The Bell in the Fog, Lev A.C. Rosen
In Rosen’s follow-up to the Lambda and Anthony-award nominated Lavender House, Evander “Andy” Mills sets out as a private investigator in 1952 in San Francisco. Although he’s proven his skill as a detective in the closed world of the first novel, being an ex-cop puts him at a disadvantage: on principle, the queer community doesn’t trust cops, even gay ex-cops. When an old flame, who disappeared from his life years ago, turns up wanting him to investigate blackmail, he balks, but he needs the money. To solve the case, he has to confront the closeted world of the Navy, where gay men walk the line between being themselves and having their lives destroyed by a homophobic system. Andy must face his past as he pursues the culprit, making the solution to the crime personal and the stakes high.
November
A Season in Delhi, Scott Alexander Hess
Lambda Award-finalist Hess’s novella is the first in Rebel Satori’s new Bijou Book collection, focusing on short works of fiction. It opens with a newly married gay couple, Brant and Lloyd, as they take in the colorful and overwhelming atmosphere of Delhi—think E. M. Forsters’ A Passage to India—but soon things take a dark turn when Brant’s infidelity is exposed, and Lloyd leaves him.
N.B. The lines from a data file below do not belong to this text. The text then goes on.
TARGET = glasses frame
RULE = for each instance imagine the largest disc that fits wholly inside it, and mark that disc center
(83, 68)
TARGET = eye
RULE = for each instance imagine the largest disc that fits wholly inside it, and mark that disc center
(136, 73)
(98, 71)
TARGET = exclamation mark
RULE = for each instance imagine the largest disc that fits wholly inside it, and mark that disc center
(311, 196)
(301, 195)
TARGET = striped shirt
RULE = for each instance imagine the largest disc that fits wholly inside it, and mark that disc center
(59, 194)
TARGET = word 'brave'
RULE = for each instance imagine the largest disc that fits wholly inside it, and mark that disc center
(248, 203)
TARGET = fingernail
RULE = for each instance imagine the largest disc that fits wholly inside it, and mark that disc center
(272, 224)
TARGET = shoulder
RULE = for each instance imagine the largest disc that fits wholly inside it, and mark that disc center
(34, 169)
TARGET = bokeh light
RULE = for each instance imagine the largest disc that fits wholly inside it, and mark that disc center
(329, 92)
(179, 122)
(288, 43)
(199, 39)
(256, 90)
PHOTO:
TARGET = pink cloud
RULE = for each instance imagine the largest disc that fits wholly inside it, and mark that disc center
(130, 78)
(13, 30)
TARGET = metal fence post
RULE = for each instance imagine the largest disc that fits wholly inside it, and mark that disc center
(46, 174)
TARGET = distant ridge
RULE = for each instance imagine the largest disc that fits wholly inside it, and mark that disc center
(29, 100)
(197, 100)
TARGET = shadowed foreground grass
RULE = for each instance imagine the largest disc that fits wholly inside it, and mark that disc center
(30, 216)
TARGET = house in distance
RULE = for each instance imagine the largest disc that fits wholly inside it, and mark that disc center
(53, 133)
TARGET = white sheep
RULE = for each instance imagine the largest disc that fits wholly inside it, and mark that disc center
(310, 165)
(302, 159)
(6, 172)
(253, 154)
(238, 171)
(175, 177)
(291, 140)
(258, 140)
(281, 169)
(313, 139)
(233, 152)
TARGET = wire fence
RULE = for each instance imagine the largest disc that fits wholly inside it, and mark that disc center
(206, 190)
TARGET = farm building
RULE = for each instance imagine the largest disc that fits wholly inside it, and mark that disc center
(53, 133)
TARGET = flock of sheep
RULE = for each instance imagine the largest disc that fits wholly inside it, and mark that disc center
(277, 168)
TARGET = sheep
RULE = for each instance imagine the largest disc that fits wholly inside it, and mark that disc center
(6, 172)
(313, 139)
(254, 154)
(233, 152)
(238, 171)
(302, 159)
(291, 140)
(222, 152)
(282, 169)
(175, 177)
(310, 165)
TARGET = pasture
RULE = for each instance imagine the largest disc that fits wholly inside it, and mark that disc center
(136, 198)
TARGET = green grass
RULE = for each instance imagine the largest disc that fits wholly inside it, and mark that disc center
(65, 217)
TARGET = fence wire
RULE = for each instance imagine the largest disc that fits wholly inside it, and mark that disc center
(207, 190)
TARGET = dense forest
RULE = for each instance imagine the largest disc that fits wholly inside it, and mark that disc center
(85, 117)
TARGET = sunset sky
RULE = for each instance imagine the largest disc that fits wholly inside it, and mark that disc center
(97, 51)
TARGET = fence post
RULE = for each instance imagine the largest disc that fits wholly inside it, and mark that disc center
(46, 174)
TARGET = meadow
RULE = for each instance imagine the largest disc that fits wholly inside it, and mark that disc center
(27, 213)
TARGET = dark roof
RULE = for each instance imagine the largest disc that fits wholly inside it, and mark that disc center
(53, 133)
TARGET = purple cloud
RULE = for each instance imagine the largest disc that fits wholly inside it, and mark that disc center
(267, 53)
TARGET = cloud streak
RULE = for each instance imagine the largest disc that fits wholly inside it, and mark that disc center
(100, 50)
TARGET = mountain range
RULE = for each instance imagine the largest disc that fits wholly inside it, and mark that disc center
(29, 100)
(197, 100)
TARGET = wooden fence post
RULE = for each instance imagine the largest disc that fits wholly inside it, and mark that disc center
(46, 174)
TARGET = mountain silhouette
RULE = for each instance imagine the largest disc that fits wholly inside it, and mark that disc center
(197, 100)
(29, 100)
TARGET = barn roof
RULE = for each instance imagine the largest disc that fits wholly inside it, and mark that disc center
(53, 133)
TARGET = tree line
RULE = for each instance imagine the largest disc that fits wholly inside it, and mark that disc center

In the wake of the breakup, Brant discovers the long-buried journal of a diplomat’s wife, Carol, in the garden, recounting her steamy love affair circa 1950. As Brant connects with Carol’s story and then Carol herself, the truth of each affair unravels with a mystery plot’s pacing, reminiscent of a Graham Greene novel, exposing complex moral dilemmas and asking the question: What is forgivable?
Leverage, EJ Noyes
In Leverage, the second installment of the Noyes series featuring Intelligence Analyst Lexie Martin, Lexie goes on the run from her own government after obtaining volatile information from the secret organization, but when she eventually turns herself in, she’s mysteriously not punished, and freed—why? Despite the lingering confusion, she begins dating Sophia, the woman she’s been pursuing, and everything seems okay for now. But she’s snubbed the President, and he will not let her get away with it. Soon she’s reassigned to the field amid hostile territory; clearly, his underhanded punishment for her embarrassing him, and all she wants to do is make it home and back to Sophia.
December
Two Wings to Hide My Face, Penny Mickelbury
Award-winning author Penny Mickelbury’s 16th novel, a follow-up to To Wings to Fly Away, takes us to pre-Civil War Philadelphia, where both runaway slaves and free Blacks are being hunted by slave-catcher gangs and sold to slave owners in the South. With vicious anti-Black hatred on the rise, war close at hand, and even White allies in danger, Genie Oliver—who wears men’s clothing to keep herself safe and move about with a degree of agency in the antebellum North—decides with her found family to trek to Canada to live a better life, but will they make it? With danger crossing her path at every turn, they are in a race for their lives.